Last year, the United Way of Eastern Maine refocused its efforts on three areas where it felt it could make the biggest difference. By providing consistent funding for programs to improve the lives of children and families, senior citizens and those needing help to achieve self-sufficiency, the organization aims to have a larger positive impact on the region. It can’t have that impact without money.
Last month, the United Way launched its annual private fund-raising campaign, which aims to raise $2.5 million to be spent in Eastern Maine. A car and gift certificates are offered as incentives to encourage donors to be generous. Improving local communities should be incentive enough.
After identifying its three focus areas, the United Way chose specific outcomes such as ensuring that seniors can remain at home with the help of caregivers, that children learn to take personal responsibility and resist negative peer pressure and that basic services be available to people in times of crisis.
There’s nothing fancy or far-fetched about these goals; they’re of the sort that any healthy community would want to provide.

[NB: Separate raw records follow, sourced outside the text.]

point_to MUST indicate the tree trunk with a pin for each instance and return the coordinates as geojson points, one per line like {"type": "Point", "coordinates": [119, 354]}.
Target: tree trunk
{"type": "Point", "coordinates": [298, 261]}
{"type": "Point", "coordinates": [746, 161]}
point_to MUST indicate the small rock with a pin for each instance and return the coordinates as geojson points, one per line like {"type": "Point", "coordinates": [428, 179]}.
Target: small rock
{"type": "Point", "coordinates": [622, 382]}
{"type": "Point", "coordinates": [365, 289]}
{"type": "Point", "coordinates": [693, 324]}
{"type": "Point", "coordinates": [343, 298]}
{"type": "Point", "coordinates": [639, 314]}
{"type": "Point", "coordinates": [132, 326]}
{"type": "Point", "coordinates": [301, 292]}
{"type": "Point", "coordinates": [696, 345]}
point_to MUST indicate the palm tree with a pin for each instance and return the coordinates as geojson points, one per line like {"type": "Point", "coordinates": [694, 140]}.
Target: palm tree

But they are especially welcome not only because they focus agencies on important regional issues, but they also reassure contributors – 14,000 individuals, 400 corporate members who give every year – of the seriousness of United Way’s purpose.

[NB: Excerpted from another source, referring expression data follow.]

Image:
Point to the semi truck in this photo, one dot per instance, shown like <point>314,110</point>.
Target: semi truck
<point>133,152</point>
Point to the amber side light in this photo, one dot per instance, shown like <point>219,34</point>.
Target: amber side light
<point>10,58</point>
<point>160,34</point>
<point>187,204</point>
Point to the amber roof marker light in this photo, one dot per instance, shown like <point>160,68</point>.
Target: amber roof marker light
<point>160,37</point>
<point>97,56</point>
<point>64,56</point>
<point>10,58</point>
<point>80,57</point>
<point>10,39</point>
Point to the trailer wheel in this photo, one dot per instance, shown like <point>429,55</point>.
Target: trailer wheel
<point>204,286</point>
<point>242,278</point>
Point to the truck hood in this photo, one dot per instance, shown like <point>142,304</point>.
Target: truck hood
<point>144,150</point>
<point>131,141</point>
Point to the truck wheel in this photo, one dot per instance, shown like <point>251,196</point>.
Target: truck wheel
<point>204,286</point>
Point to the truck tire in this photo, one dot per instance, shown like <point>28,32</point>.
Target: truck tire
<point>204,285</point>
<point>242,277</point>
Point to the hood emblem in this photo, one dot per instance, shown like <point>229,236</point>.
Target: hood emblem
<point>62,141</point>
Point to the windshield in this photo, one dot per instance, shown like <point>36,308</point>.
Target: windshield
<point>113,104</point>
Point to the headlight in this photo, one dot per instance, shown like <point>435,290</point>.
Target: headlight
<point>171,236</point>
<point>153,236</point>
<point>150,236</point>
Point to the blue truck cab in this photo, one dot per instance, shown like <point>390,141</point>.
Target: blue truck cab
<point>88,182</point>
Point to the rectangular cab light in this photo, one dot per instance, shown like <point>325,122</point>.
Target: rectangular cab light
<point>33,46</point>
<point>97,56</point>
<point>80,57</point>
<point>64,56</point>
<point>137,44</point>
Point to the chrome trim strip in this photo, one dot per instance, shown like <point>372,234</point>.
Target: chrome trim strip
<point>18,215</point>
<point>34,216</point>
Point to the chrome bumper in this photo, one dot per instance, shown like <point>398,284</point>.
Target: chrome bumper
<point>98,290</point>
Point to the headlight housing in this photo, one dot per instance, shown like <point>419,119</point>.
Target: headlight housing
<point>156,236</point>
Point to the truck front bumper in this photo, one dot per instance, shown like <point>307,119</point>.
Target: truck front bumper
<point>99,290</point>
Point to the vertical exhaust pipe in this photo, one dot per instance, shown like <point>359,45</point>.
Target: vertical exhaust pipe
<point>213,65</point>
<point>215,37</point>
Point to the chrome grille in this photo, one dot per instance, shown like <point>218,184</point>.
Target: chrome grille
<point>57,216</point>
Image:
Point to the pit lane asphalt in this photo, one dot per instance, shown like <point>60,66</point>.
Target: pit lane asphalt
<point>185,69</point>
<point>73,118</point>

United Way volunteers identified 64 programs that they believe demonstrate long-term measurable results and directly support the desired outcomes of the three focus areas. These programs then received a three-year funding commitment that provides stability and an opportunity to help them achieve their goals.
To help children take responsibility for their actions and to make better choices, the United Way has committed $22,000 to the DownEast YMCA’s leadership, volunteerism and employment initiative and $89,000 to Big Brothers/Big Sisters of Eastern Maine.
To help seniors live productive, active, healthy lifestyles, the organization has committed $10,000 to the Bangor Y’s cardiac and pulmonary rehab program and $15,000 to the Eastern Agency on Aging for community services.
Funds for programs at the Shaw House, Bangor Homeless Shelter, Spruce Run and Pine Tree Legal Assistance will help area residents deal with personal crises and develop self-sufficiency.
Most of Maine, and certainly the region covered by United Way of Eastern Maine, struggles constantly with the limits of resources and nearly unlimited demands. The organization’s new approach is a results-oriented way to bridge that gap.
So, when asked to give to the United Way to support these efforts in your community, please be generous.